Friday, February 18, 2022

OIC: How-to Do Error Handling When Integrating With Fusion ERP

In the background an Integration with a REST interface may be calling one with a SOAP interface and vice verse. Mapping errors from SOAP to REST or the other way around is not trivial. In this blog article I explain how you could handle this with when using OIC Integration in combination with Oracle Fusion Cloud ERP, at least for most of the cases (no guarantee I cover all 😉 ).

The way your Integration returns a fault is determined by a combination of the type of the adapter (SaaS, SOAP or REST) and how you catch an error coming from the back-end service. As explained in the blog post Fault Handling in OIC you have the most control over how the Integration propagates a fault from a back-end service when invoking it within a Scope and catching it using a Fault Handler with a Fault Return. In this article I assume you follow that pattern.
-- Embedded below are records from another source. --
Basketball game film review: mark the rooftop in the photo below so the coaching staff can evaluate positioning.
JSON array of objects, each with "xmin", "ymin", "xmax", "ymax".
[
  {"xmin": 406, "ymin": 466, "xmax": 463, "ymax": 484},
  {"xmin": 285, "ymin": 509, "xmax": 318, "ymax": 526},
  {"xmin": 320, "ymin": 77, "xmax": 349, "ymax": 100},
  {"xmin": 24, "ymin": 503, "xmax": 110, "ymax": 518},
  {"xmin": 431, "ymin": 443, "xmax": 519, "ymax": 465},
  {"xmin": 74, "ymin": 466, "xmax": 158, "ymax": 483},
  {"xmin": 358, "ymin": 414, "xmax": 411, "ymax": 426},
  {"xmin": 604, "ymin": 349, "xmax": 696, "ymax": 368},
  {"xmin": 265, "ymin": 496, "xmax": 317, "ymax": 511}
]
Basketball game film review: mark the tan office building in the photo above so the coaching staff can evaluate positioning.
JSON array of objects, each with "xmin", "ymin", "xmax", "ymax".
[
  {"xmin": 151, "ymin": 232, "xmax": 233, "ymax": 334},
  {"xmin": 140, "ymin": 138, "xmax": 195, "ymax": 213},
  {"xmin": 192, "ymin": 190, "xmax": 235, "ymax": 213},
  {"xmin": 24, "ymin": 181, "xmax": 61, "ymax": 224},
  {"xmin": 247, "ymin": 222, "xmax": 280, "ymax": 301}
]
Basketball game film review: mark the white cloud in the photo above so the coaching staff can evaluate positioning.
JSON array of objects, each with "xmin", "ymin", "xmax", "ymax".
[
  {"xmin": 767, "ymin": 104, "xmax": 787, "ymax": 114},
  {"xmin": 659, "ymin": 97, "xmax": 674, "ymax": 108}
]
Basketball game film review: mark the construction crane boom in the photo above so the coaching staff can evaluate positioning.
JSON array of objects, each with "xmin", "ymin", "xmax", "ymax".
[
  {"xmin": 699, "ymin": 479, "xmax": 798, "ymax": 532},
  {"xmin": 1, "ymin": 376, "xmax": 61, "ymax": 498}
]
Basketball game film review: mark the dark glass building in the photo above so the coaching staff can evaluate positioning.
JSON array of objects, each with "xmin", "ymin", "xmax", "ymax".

OIC determines the format of the Fault Return. In case of a SOAP fault this will be a SOAP 1.1 Fault for which the values of the elements are predetermined, except for the <detail>. When using Fault Return the fields you defined in the <fault> of the WSDL end up as structured elements in the <detail> of the fault of the integration. As you can see in this example, I used a format that practically wraps a "SOAP fault" in the <detail> of the actual SOAP fault so that I can give my consumer the best information.



In case of a REST fault all the elements of the Fault Return are fixed but its values are not. In the following example I return a 406 Not Acceptable with a message indicating that the username is missing in the header:



When integrating with Fusion ERP Cloud you typically use one or more of the following options (in order of decreasing preference):

  1. Using the Oracle ERP Cloud Adapter
    This is the preferred way because it provides you 1 single Connection for which you only have to configure the ERP Cloud Host and credentials. When using it lets you search for or browse through all business objects it supports or events you can subscribe to. When invoking a service of the adapter, the fault is returned as a "ServiceException". When using one of the REST resources it returns an APIInvocationError.
  2. Using REST services
    Some REST services provide features not available through the Cloud Adapter and more and more REST services are added over time (but also being added to the Cloud Adapter). In practice you may find a few use cases for them, so brace for ending up with a hybrid situation. It's more work to use a REST service than the Cloud Adapter. You still only configure 1 Connection with the base URL and credentials but when using it, for each individual object you must figure out the URI (the last part of the URL that specifies the resource(s) and optional template parameter) and then you have to copy & paste the sample request and response payloads. On the bright side: the fault returned by a REST services is the same APIInvocationError like any other REST service and, as I explain below, mapping an APIInvocationError is much easier with the REST services than with the Cloud Adapter services.
  3. Using BIP Report Service
    For a few reasons this is a last resort, only to be used when the previous 2 are not an option. The modeled Faults returned by the BIP Report Service are AccessDeniedException, OperationFailedException, InvalidParametersException.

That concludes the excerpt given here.